Neal felt her tears on his shoulder. You can take away her pain, he thought, not all of it, but a lot. If you had half her courage, you would tell her the truth. He’s not your father, Allie. You have to live with a lot, but you don’t have to live with that. He’s not your father.
But if I tell you now, I might blow it all, and I don’t have the guts to risk it. And I’m sorry.
So instead, he said, “It’s all right. It’s all right. It doesn’t make a difference. It’s behind you now. It’s behind you.”
“I’m never going back.”
“You don’t have to. You don’t have to,” he chanted softly until she fell asleep and he pulled her down beside him. “You don’t have to.”
Betrayal, he thought, is the only ending to any undercover.
31
“what do you think he’s up to?” Levine asked Graham. They were sweating out a hot afternoon in the New York office. “He hasn’t called in; he’s checked out of the hotel; if he’s at the safe house, he’s not answering. He’s disappeared. What’s he up to?”

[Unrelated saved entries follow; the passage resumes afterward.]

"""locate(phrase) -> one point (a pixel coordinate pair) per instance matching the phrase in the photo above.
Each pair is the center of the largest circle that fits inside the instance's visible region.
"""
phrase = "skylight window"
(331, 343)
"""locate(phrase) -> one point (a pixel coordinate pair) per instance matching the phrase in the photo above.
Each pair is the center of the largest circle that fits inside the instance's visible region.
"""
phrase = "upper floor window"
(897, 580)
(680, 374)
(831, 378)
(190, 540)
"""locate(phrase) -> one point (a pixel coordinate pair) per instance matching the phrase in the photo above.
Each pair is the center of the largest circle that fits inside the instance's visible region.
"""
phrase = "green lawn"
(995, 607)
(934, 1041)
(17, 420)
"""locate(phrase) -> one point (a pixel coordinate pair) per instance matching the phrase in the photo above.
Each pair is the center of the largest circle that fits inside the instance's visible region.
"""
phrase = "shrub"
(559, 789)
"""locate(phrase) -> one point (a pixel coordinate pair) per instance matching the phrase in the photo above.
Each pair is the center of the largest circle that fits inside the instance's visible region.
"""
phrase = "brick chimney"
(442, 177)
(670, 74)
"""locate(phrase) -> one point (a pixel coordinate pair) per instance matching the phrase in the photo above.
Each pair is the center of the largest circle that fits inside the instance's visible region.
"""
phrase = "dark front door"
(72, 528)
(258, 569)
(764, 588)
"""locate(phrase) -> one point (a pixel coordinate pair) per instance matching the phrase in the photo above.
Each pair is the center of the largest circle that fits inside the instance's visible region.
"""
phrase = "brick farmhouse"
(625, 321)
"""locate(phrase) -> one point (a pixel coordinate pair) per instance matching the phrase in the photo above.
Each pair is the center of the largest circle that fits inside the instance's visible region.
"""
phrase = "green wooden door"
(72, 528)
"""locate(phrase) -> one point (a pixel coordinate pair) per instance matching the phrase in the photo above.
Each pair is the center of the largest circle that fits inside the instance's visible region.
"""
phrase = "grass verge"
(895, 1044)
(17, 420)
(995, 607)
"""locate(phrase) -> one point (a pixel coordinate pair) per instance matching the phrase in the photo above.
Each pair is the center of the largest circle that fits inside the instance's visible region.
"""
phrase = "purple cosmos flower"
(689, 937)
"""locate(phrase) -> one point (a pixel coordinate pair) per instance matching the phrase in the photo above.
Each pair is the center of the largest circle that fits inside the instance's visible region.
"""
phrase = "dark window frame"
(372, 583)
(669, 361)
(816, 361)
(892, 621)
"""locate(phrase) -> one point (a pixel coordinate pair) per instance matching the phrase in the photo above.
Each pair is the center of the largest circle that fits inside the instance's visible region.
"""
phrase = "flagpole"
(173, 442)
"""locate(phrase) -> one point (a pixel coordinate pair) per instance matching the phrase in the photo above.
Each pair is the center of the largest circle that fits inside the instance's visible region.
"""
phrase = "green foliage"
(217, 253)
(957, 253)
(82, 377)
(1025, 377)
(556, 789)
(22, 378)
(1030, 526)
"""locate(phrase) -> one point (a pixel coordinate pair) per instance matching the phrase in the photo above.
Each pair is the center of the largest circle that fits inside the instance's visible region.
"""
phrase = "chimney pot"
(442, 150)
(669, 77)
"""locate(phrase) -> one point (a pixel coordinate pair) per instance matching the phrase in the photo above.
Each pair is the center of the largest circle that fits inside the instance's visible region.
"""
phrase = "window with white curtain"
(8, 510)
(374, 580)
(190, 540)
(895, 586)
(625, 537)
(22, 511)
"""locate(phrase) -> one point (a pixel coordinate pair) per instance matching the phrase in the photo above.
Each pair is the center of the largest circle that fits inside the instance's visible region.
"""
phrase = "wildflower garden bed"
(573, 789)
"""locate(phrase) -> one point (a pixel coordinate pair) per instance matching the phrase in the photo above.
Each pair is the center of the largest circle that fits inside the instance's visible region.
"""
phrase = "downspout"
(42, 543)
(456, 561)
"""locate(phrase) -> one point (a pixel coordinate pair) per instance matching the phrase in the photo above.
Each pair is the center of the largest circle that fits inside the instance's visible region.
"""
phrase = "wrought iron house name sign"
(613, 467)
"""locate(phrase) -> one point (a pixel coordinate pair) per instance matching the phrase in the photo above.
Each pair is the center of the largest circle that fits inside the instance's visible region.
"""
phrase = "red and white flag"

Graham wished he knew. since the night of Neal’s phone call, he had worried his head off. He had kept a close eye on the British papers and had seen nothing about an assault, never mind a murder. And he had called Keyes’s apartment a hundred times if he’d called it once.
Neal had disappeared-gotten lost-just as he’d taught him. But why hadn’t he checked back in? Because he still thought that Ed was dirty, that there was a leak in the organization? Then why hadn’t he gotten in touch with his old Dad? Called him at McKeegan’s? Does he think I’m dirty now? That I’m in on it? No, Neal couldn’t think that.
A worse option came to mind. Maybe Neal hadn’t escaped the trap. Maybe he was a prisoner somewhere, or worse. Graham didn’t want to believe it, couldn’t believe it. Neal Carey was too good. He’d have gotten out and taken the client out with him. But where?